Services such as search, routing, and estimated time of arrival (ETA) prediction rely on accurate map data to provide a safe, convenient, and efficient experience for riders, driver and delivery partners.
By Apurva Dalal
Remember maps? No, not digital maps. Maps as they used to be; from parchment paper to Lonely Planet and from handmade drawings to those from the surveyor general’s office. Remember getting lost while following what you thought was the right route? Remember stopping midway and having team huddles to figure out that puzzle you called a map? If you get a touch of oneness whenever you hear the word ‘millennial’ thrown at a gathering, it’s likely that you didn’t live through those times. Those were times too.
Talking about the journey, it has been two-and-a-half decades since the global positioning system (GPS) was made operational at scale. GPS receiver technology also started becoming mainstream in phones soon after. Digital maps have evolved tremendously in this period—going from only geospatial information to sophisticated data visualisation on handheld devices.
Ensuring the map data is accurate in real-time is a rather difficult technological problem for engineers. For us at Uber, keeping maps data accurate and current is fundamental to our service offering. Services such as search, routing, and estimated time of arrival (ETA) prediction rely on accurate map data to provide a safe, convenient, and efficient experience for riders, driver and delivery partners.

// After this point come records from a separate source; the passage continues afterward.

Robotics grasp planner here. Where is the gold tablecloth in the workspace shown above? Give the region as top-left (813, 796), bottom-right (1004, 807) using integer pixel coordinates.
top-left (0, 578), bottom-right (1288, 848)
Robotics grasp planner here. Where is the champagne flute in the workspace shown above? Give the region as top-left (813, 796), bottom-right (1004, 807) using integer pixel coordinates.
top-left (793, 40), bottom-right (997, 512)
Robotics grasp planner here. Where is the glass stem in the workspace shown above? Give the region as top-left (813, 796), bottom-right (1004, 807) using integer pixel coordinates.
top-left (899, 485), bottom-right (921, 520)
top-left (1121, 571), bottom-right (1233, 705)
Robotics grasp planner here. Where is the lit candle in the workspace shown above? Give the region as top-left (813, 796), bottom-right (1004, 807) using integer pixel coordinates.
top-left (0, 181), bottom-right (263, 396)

Given maps are continuously changing, we have technology and operations teams that work round the clock to keep them updated.
Algorithms at work
The seemingly difficult task of updating maps has been simplified by the use of various algorithms. These algorithms consider factors such as predicted routes by our systems, actual routes taken by drivers, traffic GPS traces, and underlying maps data to identify a potential correction. An algorithm often helps visualise the disparity between a suggested route and the actual route that a driver partner took indicating potential map data errors. There are three types of technical issues related to maps that we’re striving to solve to make travel more seamless.
Identifying as many problems as possible (Scale)
At any given point, there are many new roads getting thrown open and multiple new roadblocks being placed across hundreds of cities around the world. We need to detect, fix and integrate these corrections in the maps data so that the route guidance including ETAs/fares/navigation get updated in near real time across the globe.
Identifying problems as accurately as possible (Accuracy)
At times a driver took an alternate route and not the suggested route on the map. The driver could have done it because he was aware that the suggested route was closed or because he thought that he knew a faster route. The first case was a genuine problem where you needed map data correction. The second one was a false problem. There was no data correction needed in the second scenario. It is here that it is important to be accurate with problem identification.
Identifying problems as fast as possible (Speed)
One-time data correction is not really a fix for map. You update one roadblock-related data to the map and within minutes a new roadblock is likely to be placed somewhere in the world. What is needed is to make sure that these changes reflect back in our maps as soon as possible so as to not compromise the user experience. Doing it fast per city/region is one thing but to do it fast across hundreds of cities, thousands of localities and millions of roads/junctions is a different ball game.
While we have been consistently improving the maps error detection algorithms, we have more to do when it comes to auto correcting these issues with high accuracy. Our zeal to keep maps accurate all the time for the world is also imperative to the vision of self-driving vehicles.